Foto: Ascom Defensoria Pública

Foto: Ascom Defensoria Pública


Entidades da área de saúde e órgãos do controle social participaram de reunião no auditório da Escola Superior da Defensoria Pública da Bahia – ESDEP, no dia 12 de junho, para discutir a privatização do Hospital Octávio Mangabeira anunciada pela Sesab.
Participaram da reunião o presidente do Sindsaúde e membro do CES Silvio Roberto dos Anjos e Silva, o subcoordenador da Especializada Cível e de Fazenda Pública, Gil Braga; a coordenadora da Equipe Pop Rua, Fabiana Miranda; a secretaria do Comitê Baiano para o Controle da Tuberculose, Virginia Perrucho; a médica e professora do Instituto de Saúde Coletiva, Susan Martins Pereira; o técnico do Centro Nacional de Defesa dos Direitos Humanos, Verinilson Lima; e a assistente social Sandra Moreira.
Foi deliberada a realização de audiência pública com o tema “A privatização do Hospital Especializado Octávio Mangabeira e seus impactos na atenção à saúde na área da tuberculose na Bahia”, no dia 2 de agosto, na sede da ESDEP às 13 horas. Também foi deliberado que a Defensoria Pública do Estado da Bahia – DPE/BA irá instaurar um Procedimento para Apuração de Dano Coletivo – PADAC para analisar os impactos que a ação poderá causar na atenção de pessoas portadoras de tuberculose.
A proposta de privatização do HEOM foi apresentada no dia 15 de dezembro de 2016 ao Conselho Estadual de Saúde. Desde então, o Sindsaúde vem tomando medidas para suspender a decisão da Sesab. A entidade se reuniu com representantes dos servidores da unidade para traçar ações de mobilização. Foram realizadas manifestações no bairro do Pau Miúdo e carreata do hospital até o CAB, onde foi realizado um protesto em frente à governadoria. O sindicato também denunciou a situação ao Conselho Estadual de Saúde, onde os trabalhadores realizaram mobilizações durante as reuniões.

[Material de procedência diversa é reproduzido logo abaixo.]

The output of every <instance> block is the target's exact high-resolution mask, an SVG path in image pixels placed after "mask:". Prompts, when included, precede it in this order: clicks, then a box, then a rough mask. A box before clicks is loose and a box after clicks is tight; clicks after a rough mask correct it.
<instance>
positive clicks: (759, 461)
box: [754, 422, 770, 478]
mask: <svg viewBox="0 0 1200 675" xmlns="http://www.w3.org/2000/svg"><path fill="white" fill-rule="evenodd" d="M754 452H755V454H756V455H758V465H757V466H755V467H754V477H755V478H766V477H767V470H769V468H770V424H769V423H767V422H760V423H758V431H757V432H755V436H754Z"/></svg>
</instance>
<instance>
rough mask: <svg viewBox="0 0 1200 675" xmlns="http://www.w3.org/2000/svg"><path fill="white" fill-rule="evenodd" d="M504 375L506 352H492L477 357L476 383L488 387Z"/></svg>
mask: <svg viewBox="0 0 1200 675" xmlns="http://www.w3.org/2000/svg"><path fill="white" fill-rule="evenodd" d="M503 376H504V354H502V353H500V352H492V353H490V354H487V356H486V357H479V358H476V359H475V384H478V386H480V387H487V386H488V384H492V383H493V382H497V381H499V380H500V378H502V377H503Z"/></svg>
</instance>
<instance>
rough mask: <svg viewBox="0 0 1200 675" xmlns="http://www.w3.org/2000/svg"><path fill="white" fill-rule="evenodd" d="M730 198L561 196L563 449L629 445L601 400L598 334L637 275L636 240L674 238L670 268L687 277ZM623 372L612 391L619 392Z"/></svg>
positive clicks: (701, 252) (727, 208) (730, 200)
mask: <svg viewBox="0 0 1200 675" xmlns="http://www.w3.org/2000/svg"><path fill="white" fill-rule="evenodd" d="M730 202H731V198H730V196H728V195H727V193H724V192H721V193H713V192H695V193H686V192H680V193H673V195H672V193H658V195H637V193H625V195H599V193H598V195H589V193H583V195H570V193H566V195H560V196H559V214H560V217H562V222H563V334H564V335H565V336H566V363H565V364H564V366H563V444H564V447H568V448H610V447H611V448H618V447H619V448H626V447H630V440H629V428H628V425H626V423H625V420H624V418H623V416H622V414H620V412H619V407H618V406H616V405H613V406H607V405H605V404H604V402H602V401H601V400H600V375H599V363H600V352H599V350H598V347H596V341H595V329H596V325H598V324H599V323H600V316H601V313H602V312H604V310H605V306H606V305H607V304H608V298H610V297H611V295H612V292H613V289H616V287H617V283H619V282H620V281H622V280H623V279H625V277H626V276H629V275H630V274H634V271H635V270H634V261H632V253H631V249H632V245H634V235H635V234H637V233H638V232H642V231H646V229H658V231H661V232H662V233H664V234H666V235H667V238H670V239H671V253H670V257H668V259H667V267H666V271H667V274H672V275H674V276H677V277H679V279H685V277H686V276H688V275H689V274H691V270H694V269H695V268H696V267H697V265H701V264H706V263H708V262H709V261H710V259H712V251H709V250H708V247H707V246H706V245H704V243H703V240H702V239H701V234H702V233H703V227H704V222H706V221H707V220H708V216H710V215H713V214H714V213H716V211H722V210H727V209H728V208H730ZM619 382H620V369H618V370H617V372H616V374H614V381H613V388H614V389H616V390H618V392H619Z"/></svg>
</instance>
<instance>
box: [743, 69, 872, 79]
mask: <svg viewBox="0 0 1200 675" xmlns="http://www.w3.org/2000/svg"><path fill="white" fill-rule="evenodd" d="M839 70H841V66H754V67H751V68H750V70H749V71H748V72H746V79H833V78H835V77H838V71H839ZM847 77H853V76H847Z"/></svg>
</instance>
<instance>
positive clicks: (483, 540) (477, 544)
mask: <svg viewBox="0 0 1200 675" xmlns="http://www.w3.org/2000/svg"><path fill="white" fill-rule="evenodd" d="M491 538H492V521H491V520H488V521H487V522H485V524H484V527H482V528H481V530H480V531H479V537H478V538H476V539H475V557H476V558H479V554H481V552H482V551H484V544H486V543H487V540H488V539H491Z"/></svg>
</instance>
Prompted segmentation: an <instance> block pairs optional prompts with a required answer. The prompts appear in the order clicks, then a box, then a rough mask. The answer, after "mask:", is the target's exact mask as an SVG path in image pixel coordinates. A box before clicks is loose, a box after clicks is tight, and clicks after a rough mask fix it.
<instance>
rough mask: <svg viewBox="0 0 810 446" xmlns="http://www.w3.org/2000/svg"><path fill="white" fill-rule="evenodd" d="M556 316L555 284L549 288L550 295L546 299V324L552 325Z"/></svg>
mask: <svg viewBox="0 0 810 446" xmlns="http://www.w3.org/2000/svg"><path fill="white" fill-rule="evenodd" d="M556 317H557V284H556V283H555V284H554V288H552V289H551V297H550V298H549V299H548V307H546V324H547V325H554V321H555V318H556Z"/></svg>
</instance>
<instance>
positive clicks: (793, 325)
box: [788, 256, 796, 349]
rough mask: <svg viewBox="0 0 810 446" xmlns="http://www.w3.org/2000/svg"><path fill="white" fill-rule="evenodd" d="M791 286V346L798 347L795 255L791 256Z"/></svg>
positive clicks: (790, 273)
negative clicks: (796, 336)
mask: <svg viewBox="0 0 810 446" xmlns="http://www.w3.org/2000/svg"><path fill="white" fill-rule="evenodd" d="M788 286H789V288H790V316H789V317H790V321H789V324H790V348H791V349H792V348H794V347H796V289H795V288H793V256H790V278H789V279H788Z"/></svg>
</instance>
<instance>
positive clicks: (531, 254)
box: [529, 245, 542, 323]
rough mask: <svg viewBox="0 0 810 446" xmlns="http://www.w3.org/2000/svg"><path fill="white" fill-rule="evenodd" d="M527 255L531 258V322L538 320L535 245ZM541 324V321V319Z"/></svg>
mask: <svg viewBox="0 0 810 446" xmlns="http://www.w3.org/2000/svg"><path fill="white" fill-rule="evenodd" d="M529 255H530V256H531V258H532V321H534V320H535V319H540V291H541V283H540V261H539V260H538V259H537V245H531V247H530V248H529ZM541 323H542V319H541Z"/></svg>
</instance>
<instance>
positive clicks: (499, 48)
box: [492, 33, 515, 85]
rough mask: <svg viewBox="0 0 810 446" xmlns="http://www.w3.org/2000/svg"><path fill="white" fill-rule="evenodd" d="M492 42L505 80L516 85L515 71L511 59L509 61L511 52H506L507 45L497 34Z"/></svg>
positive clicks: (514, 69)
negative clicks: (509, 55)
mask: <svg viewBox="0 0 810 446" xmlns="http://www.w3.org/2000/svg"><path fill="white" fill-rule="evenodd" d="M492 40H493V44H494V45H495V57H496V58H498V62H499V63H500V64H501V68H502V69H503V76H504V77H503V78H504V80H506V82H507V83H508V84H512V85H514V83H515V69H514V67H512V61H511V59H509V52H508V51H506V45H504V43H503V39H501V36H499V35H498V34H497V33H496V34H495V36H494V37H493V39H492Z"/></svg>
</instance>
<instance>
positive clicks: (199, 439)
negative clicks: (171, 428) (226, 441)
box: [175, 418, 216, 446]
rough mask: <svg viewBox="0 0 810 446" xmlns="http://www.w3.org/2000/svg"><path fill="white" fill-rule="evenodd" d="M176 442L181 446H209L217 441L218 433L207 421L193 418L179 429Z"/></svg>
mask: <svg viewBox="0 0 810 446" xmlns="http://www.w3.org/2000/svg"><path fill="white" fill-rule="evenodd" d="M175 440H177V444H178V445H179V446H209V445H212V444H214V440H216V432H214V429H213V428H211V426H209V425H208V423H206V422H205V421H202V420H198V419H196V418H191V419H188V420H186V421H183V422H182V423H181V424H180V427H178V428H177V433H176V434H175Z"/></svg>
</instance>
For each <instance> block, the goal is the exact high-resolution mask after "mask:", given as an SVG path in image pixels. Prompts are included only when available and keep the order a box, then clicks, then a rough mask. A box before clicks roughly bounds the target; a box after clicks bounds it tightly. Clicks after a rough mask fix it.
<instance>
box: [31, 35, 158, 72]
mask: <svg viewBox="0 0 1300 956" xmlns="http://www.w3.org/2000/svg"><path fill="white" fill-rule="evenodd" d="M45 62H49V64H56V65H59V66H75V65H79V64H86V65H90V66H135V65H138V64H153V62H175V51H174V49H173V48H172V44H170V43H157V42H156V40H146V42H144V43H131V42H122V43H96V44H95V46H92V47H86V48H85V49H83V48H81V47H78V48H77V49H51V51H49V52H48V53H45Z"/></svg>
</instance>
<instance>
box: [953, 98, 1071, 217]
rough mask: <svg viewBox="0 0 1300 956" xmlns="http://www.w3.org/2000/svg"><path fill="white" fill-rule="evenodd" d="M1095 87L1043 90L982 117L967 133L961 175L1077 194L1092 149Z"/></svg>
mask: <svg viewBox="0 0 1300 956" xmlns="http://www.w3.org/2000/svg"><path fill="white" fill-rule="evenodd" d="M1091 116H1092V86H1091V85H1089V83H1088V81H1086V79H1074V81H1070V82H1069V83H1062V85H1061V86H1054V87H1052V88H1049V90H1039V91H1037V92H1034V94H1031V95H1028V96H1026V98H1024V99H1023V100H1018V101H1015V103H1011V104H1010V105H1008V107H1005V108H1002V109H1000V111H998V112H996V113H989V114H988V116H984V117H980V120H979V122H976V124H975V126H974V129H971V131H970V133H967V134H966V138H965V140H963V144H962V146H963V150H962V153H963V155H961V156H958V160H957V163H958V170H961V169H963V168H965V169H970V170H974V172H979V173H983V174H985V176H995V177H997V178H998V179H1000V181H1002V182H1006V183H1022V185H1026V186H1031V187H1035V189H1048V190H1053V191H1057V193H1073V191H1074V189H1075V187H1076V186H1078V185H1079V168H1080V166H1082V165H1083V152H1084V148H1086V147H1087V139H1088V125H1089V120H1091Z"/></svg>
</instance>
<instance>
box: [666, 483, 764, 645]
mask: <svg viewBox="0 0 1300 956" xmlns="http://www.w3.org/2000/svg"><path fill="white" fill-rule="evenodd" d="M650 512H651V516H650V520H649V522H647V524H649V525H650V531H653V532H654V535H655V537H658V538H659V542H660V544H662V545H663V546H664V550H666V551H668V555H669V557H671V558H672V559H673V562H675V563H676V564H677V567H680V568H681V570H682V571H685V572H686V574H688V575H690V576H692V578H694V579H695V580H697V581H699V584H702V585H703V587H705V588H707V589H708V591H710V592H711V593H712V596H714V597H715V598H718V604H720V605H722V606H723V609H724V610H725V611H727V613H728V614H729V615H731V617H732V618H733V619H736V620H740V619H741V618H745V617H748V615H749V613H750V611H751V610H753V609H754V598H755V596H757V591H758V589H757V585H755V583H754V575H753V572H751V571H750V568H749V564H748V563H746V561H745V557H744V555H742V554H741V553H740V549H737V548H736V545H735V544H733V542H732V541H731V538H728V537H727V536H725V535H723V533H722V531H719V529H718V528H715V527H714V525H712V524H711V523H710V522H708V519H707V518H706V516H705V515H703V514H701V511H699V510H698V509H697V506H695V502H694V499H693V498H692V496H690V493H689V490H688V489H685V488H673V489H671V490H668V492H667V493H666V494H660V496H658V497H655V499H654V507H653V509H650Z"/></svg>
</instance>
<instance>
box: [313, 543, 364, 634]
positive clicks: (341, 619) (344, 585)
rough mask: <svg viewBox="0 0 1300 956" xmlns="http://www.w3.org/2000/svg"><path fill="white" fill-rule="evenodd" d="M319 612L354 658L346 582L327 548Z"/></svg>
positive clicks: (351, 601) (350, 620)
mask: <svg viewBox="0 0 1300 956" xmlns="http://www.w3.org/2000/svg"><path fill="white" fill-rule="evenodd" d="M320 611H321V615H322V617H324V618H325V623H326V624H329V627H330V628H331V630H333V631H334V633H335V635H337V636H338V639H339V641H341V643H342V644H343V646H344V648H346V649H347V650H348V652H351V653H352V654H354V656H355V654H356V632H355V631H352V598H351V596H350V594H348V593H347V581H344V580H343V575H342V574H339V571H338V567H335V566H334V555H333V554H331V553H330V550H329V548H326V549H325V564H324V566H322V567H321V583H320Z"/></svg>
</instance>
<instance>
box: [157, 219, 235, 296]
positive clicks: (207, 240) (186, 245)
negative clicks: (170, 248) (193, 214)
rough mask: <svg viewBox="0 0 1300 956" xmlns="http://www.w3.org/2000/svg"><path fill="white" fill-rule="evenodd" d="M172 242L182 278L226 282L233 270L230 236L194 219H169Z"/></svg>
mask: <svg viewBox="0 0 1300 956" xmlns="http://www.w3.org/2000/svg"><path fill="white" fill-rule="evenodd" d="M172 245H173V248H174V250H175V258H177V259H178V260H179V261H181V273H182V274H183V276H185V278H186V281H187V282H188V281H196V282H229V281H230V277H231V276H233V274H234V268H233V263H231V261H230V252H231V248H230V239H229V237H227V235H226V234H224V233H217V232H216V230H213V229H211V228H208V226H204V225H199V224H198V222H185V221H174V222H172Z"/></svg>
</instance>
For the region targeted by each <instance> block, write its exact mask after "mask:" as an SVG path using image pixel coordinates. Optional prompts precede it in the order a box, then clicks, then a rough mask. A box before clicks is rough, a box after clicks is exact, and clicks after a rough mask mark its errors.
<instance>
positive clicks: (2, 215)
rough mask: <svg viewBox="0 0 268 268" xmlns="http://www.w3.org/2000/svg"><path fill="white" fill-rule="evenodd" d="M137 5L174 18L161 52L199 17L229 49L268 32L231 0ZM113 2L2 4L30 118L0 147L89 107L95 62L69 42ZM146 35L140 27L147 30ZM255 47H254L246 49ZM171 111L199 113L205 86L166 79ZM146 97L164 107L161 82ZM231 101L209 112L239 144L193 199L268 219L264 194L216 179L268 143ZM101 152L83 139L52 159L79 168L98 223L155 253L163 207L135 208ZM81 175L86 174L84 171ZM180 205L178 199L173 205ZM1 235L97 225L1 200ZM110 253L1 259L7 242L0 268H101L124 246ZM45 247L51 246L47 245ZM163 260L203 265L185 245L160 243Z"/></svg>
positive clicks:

No projeto da Sesab há previsão de redução de 225 leitos para 168, sendo sete dias o maior tempo de permanência na unidade hospitalar. A privatização nos moldes apresentados impactará principalmente em pessoas em situação de vulnerabilidade, sobretudo, os custodiados no sistema prisional e as pessoas em situação de rua.